It’s been presumed that two teams will return to Los Angeles. The only question is which of the two teams that once were in L.A. will go back.
The question may have changed in recent weeks.
Per a league source with knowledge of the situation, the NFL may ultimately move only one team to Los Angeles. And that would happen not as a short-term thing, but as an indefinite move that could result in a second team never going to Los Angeles.
The shift comes from the league’s intense desire to get it right in L.A. Although it would be a lot easier to build a stadium with private money if 20 games per year are played there, instantly assigning two teams to a market that for 20 years has had none may not be the best way to reconnect with Los Angeles.
If only one team goes, that team likely would be the Rams, since owner Stan Kroenke already has plans in place to fund privately a one-team stadium in Inglewood. The proposed project in Carson hinges on two teams: the Chargers and the Raiders.

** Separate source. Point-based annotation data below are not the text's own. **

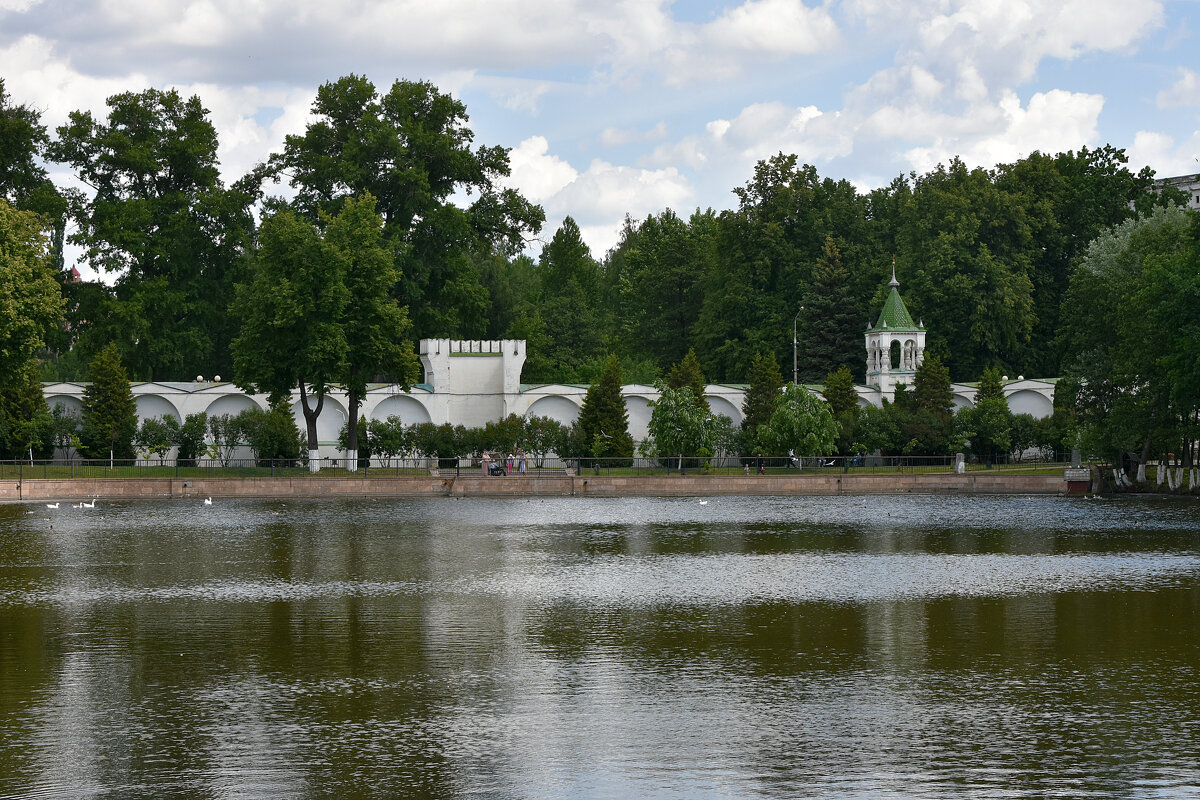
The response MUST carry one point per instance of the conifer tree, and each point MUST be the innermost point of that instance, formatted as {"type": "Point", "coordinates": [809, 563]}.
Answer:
{"type": "Point", "coordinates": [109, 414]}
{"type": "Point", "coordinates": [832, 320]}
{"type": "Point", "coordinates": [839, 391]}
{"type": "Point", "coordinates": [765, 382]}
{"type": "Point", "coordinates": [931, 386]}
{"type": "Point", "coordinates": [688, 373]}
{"type": "Point", "coordinates": [604, 421]}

A one-team market in L.A. likely would hinge on working something out for the Chargers in San Diego, which may not be easy to do without public money. It could be even harder if the Chargers are dead-set on leaving — and if owner Dean Spanos has the votes to block Kroenke from moving to L.A. alone.
Meanwhile, Sam Farmer of the Los Angeles Times reports that the L.A. relocation process soon will shift from league-office personnel to a key group of owners and Commissioner Roger Goodell.
The so-called Committee on Los Angeles Opportunities (they need a clunkier name for it, I think) consists of Steelers owner Art Rooney II, Patriots owner Robert Kraft, Panthers owner Jerry Richardson, Chiefs owner Clark Hunt, Texans owner Bob McNair, and Giants co-owner John Mara. Ultimately, 24 owners will have to agree with whatever this group recommends, but there’s currently no reason to suspect a rebellion.
Unless the recommendation is that the Rams will get L.A., the Chargers will stay in San Diego, and the Raiders will continue to float aimlessly. At that point, Spanos and Raiders owner Mark Davis could cobble together nine votes aimed at blocking the move, which could eventually force Kroenke to move in violation of the league’s relocation policy — perhaps setting the stage for another high-profile NFL loss in a court of law.